Kamehameha plans 'vigorous' defense
By Mike Gordon and David Waite
Advertiser Staff Writers
Kamehameha Schools officials said yesterday they will fight a lawsuit that challenges its renewed Hawaiians-only admissions policy.
But John Goemans, one of the lawyers who filed the lawsuit Wednesday in federal court on behalf of an unidentified non-Hawaiian student, said that the issues are straightforward and he believes the matter can be resolved without going to trial.
The lawsuit, filed with the aid of attorney Eric Grant of Sacramento, Calif., argues that federal civil-rights laws prohibit private schools from denying admission on the basis of race and that Kamehameha Schools' admissions policy is racially discriminatory on its face.
Goemans, who cited similar grounds in filing a lawsuit in 1997 on behalf of Big Island rancher Harold "Freddy" Rice and then withdrew it because of a lack of money to pursue the matter, said he will ask for a court ruling in favor of his client without the case going to trial.
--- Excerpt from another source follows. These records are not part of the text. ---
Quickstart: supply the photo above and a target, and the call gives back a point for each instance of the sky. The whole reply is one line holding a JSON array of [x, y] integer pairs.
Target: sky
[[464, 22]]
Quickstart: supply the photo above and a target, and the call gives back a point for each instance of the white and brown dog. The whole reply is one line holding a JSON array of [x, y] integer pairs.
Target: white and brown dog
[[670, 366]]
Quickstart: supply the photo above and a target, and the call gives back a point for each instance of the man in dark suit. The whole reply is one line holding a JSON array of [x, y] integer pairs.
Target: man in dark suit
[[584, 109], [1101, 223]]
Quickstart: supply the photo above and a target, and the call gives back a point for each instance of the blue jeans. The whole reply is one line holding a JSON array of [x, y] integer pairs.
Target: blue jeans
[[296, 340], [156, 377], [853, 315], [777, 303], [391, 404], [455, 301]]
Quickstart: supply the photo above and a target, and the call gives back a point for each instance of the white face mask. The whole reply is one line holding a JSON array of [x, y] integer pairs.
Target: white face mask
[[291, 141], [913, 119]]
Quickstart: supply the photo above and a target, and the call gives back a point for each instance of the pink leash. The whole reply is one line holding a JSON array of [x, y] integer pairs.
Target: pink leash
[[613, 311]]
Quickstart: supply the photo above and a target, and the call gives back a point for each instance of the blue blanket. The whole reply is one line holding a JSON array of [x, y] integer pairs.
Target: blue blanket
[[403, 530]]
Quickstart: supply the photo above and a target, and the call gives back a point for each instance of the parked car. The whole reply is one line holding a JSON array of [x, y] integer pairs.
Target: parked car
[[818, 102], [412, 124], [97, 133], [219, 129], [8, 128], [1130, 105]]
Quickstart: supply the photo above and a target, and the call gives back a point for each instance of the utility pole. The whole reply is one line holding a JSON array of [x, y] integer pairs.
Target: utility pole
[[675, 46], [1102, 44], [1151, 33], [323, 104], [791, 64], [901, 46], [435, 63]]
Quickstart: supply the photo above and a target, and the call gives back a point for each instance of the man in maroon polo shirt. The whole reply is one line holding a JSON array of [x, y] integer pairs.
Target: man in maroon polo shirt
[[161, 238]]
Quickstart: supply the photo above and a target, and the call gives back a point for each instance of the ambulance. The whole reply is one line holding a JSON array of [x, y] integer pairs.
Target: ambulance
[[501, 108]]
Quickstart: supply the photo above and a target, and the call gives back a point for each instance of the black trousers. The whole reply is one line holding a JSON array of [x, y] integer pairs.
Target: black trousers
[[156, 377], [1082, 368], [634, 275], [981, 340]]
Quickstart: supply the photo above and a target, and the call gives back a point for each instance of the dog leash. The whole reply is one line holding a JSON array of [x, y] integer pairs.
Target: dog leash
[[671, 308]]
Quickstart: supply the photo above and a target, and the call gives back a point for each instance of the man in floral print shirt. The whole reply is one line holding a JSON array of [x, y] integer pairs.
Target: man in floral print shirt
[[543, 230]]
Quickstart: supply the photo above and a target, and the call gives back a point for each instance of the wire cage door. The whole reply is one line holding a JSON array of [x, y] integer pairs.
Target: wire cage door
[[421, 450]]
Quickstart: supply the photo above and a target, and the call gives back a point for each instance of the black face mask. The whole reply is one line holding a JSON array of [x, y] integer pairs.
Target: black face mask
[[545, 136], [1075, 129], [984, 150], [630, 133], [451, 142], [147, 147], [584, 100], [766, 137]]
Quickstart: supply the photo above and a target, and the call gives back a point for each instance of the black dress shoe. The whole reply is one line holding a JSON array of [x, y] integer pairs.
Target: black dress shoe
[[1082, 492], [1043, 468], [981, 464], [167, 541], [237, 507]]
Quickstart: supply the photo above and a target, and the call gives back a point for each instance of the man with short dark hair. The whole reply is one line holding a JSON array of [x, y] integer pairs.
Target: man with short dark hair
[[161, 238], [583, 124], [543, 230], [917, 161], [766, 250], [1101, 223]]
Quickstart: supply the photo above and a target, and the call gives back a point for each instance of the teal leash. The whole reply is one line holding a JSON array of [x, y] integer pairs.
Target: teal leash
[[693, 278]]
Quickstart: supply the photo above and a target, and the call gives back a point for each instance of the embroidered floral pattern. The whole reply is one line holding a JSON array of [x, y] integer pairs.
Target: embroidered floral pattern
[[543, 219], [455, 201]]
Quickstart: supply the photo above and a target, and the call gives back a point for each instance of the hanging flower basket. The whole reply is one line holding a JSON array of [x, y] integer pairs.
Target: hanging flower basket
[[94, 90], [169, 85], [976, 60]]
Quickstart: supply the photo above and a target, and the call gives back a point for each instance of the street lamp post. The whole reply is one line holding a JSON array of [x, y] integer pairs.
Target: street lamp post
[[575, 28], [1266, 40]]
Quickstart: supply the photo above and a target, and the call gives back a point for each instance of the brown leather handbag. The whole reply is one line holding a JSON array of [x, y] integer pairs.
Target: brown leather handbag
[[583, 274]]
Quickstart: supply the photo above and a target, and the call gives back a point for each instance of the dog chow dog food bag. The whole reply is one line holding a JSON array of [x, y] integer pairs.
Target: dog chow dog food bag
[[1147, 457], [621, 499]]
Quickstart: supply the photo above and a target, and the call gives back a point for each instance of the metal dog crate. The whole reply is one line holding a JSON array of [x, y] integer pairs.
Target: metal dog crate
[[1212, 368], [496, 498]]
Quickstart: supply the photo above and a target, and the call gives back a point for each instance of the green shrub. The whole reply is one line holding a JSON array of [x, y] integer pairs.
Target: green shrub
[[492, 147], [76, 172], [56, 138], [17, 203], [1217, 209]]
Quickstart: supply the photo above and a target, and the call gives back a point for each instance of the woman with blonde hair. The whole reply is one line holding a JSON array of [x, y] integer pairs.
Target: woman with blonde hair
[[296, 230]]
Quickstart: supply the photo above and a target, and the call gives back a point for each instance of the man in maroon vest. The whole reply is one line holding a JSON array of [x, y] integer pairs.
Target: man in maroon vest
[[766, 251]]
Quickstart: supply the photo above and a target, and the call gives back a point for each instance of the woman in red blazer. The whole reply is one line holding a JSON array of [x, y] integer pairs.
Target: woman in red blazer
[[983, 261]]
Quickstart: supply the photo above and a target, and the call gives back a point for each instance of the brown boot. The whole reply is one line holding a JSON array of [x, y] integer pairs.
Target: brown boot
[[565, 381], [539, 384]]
School officials, however, said they are standing by the Hawaiians-only policy.
"Although we have yet to see a copy of the complaint, Kamehameha Schools believes that its admissions policy is consistent with applicable law," said Constance Lau of Kamehameha Schools' board of trustees.
"We intend to vigorously defend our policy of giving preference to applicants of Hawaiian ancestry, and we are confident that we will prevail."
Three years ago Goemans and other lawyers represented Rice's challenge of Hawaiians-only voting for trustees of the state's Office of Hawaiian Affairs. In that issue, the U.S. Supreme Court ruled that "Native Hawaiian" is a racial and not a political or tribal status.
Kamehameha Schools generated howls of protest from alumni and Native Hawaiian activists last year when it admitted a non-Hawaiian eighth-grader to the Maui campus.
Critics accused Kamehameha of not doing enough to encourage Native Hawaiian applicants. This year Kamehameha returned to its Hawaiians-only policy.
In the just-concluded admissions season, Kamehameha Schools' recruitment campaign was designed to attract more Native Hawaiian applicants for the Neighbor Island campuses as they expand their enrollment.
Goemans said that because of concerns about possible retaliation by Kamehameha students, their parents and the public, the lawsuit filed on Wednesday does not identify the boy and his mother.
Goemans said the student "applied two times" and was "found to be qualified," most recently for the 2003-04 school year, and was put on a waiting list both times.
The boy has never formally applied for admission, but when he does, he will have to show he has some amount of Hawaiian blood and it would be an "insurmountable hurdle," Goemans said.
"I don't know that the school knows who he is or that he is not at least part-Hawaiian," Goemans said.
He added, "This has nothing to do with sovereignty, there is no compelling government interest, it has nothing to do with the Akaka bill (to recognize Hawaiians as an indigenous people) it is only about race-based discrimination."